The Kubus scheme was a scheme that originated in South Africa in the 1980s and was subsequently exported to the United States. It involved the cultivation of milk yeast cultures, which was sold to the originator, and the recultivating of the next batch. The producers had to canvas new members to the organisation to ensure sustainability. The whole scheme crashed when the government decided to implement a law in retrospect, thereby declaring the scheme illegal. The originator had to pay back all the money to claimants, likewise all who benefited had to return their earnings.

==Origins==
The scheme was initiated by Adriaan Nieuwoudt after his grandmother showed him a milk culture she used as a skin product. He turned the culture into a remote work business by selling dried plants that would produce thick milk for R500, which would produce 10 jars of culture a week. In return he paid R10 per envelope or R100 per week for producers who sent him a teaspoon of the culture, making for break-even within five weeks. The dried product sent back by activation kit buyers were ground up, without first being removed from the envelopes in which it was shipped – and resold as new activators.

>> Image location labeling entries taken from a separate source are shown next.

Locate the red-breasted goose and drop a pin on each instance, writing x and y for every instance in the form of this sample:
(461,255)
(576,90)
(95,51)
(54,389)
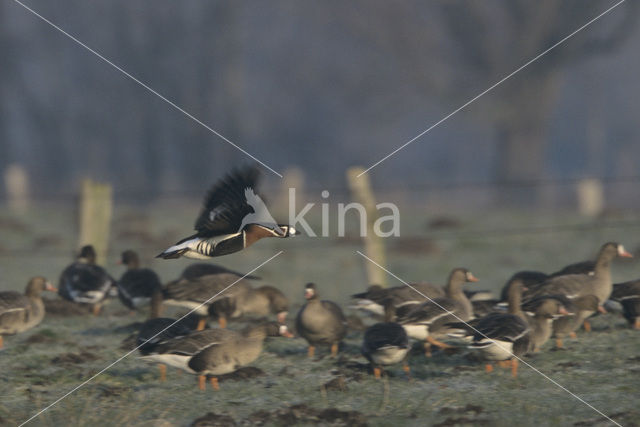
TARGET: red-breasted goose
(427,321)
(232,219)
(136,285)
(199,293)
(386,344)
(20,312)
(320,322)
(214,352)
(86,282)
(628,295)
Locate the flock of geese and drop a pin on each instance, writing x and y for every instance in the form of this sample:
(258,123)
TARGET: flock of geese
(533,306)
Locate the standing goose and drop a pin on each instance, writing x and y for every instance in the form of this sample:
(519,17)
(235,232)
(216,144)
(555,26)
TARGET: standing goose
(232,219)
(378,300)
(628,294)
(259,302)
(202,292)
(386,344)
(543,312)
(320,322)
(157,330)
(21,312)
(198,269)
(503,337)
(428,321)
(86,282)
(214,352)
(581,307)
(599,284)
(137,285)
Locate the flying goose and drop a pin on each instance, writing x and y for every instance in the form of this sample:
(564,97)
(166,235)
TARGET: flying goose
(232,219)
(574,286)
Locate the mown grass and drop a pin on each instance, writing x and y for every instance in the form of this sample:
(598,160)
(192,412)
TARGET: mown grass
(41,365)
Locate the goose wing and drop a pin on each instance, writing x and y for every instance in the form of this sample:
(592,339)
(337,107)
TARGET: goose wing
(225,205)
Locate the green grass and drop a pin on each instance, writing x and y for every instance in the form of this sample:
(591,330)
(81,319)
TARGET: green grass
(601,367)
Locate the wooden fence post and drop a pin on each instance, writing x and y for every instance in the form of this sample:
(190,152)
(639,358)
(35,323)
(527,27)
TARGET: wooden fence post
(590,197)
(373,244)
(16,183)
(96,209)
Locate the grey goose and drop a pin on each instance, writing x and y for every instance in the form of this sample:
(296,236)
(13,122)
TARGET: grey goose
(136,285)
(428,321)
(20,312)
(320,322)
(215,352)
(86,282)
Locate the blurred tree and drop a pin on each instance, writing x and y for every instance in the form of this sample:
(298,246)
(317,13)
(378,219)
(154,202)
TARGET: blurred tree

Thousands of people invested a reported R140-million in the scheme before it was declared an illegal lottery. In the end, after it was declared illegal through retrospective legislation, Mr. Nieuwoudt said that he could have repaid every cent to the participants but does not confirm that he actually did. However many people still claim that they have lost considerable amounts of money, some as much as their life savings and others their pension and claim to have never received any payback. Other copy-cat schemes who followed the same basic recipe, were in no way associated with Kubus.

==In the United States==

According to subsequent evidence presented at trial, the Kubus business was exported to the United States in 1984. By late 1984 several corporations had been established around the product, among them: Activator Supply Company, Inc. sold "activator kits" that allowed the making of the milk culture for $350 per a minimum of ten kits; Culture Farms, Inc. produced, bought and sold culture; and Cleopatra's Secret, Inc., (also known as House of Cleopatra) was to utilise the culture in manufacturing cosmetics.